4€ 15° année - n° 85 JANVIER - FEVRIER 2007
La réciprocité en matière de droit de vote des étrangers vient d’être mise en débat par Nicolas Sarkozy. Interrogé à la télévision le 30 novembre, le ministre français de l’Intérieur rappelle qu’il est contre le droit de vote des étrangers aux élections nationales. Il affirme avoir beaucoup réfléchi sur cette question et être assez d’accord pour accorder le droit de vote pour les élections municipales aux étrangers non-communautaires, mais qu’il y mettrait "une autre condition à celle de payer ses impôts, qui est celle d’être en situation régulière, d’être là depuis dix ans et surtout d’avoir la réciprocité avec le pays d’origine".
Il s’agit en l’occurrence de prendre un prétexte fallacieux pour se dérober sur une question qui l’embarrasse… La France doit rejoindre les autres pays démocratiques qui ont déjà accordé ce droit et ne pas attendre une quelconque réciproque venant de pays où la démocratie est nettement moins partagée. Là où cette réciprocité est inscrite dans la Constitution, comme en Espagne, elle s’avère ne concerner que très peu d’étrangers et les militants favorables au droit de vote des étrangers se battent pour la suppression de cette clause restrictive (voir page 2).

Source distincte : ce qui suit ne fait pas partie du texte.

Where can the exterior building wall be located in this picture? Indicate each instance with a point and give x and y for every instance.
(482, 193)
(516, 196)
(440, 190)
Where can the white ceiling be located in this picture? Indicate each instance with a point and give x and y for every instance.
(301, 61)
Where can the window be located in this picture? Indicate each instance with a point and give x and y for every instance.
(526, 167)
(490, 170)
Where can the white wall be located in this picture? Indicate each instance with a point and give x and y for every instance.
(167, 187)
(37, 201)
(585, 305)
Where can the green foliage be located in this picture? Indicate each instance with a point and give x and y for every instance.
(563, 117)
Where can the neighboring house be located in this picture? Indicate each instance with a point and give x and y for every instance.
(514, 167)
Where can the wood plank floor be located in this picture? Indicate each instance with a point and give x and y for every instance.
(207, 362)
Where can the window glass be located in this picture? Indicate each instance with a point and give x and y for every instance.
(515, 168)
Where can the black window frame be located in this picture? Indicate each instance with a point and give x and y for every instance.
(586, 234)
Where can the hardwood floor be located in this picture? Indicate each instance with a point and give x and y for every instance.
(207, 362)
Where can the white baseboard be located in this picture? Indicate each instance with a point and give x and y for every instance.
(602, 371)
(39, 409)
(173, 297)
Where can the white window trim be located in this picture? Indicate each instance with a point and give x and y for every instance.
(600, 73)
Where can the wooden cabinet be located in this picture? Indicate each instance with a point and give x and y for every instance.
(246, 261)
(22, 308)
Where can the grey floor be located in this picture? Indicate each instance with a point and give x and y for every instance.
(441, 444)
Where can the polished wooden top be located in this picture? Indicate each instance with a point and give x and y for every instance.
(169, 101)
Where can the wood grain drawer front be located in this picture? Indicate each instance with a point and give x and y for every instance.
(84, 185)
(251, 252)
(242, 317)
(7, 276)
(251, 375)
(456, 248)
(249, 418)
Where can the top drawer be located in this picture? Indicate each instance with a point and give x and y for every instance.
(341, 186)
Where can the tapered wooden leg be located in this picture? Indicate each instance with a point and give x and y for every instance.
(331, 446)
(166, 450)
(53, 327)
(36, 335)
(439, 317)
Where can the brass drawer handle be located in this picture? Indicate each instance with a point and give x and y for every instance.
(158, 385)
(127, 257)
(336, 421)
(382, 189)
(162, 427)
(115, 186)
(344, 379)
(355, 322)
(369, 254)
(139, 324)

Au Portugal, la réciprocité s’avère favorable aux ressortissants des pays lusophones, ex-colonies portugaises, et concerne donc davantage d’étrangers.
En tout état de cause, la réciprocité introduit
une discrimination supplémentaire dans un domaine où il ne
devrait pas y en avoir. Dans une démocratie digne de ce nom, seule
la citoyenneté de résidence permet d’éviter de trier
entre les "bons" et les "mauvais" étrangers.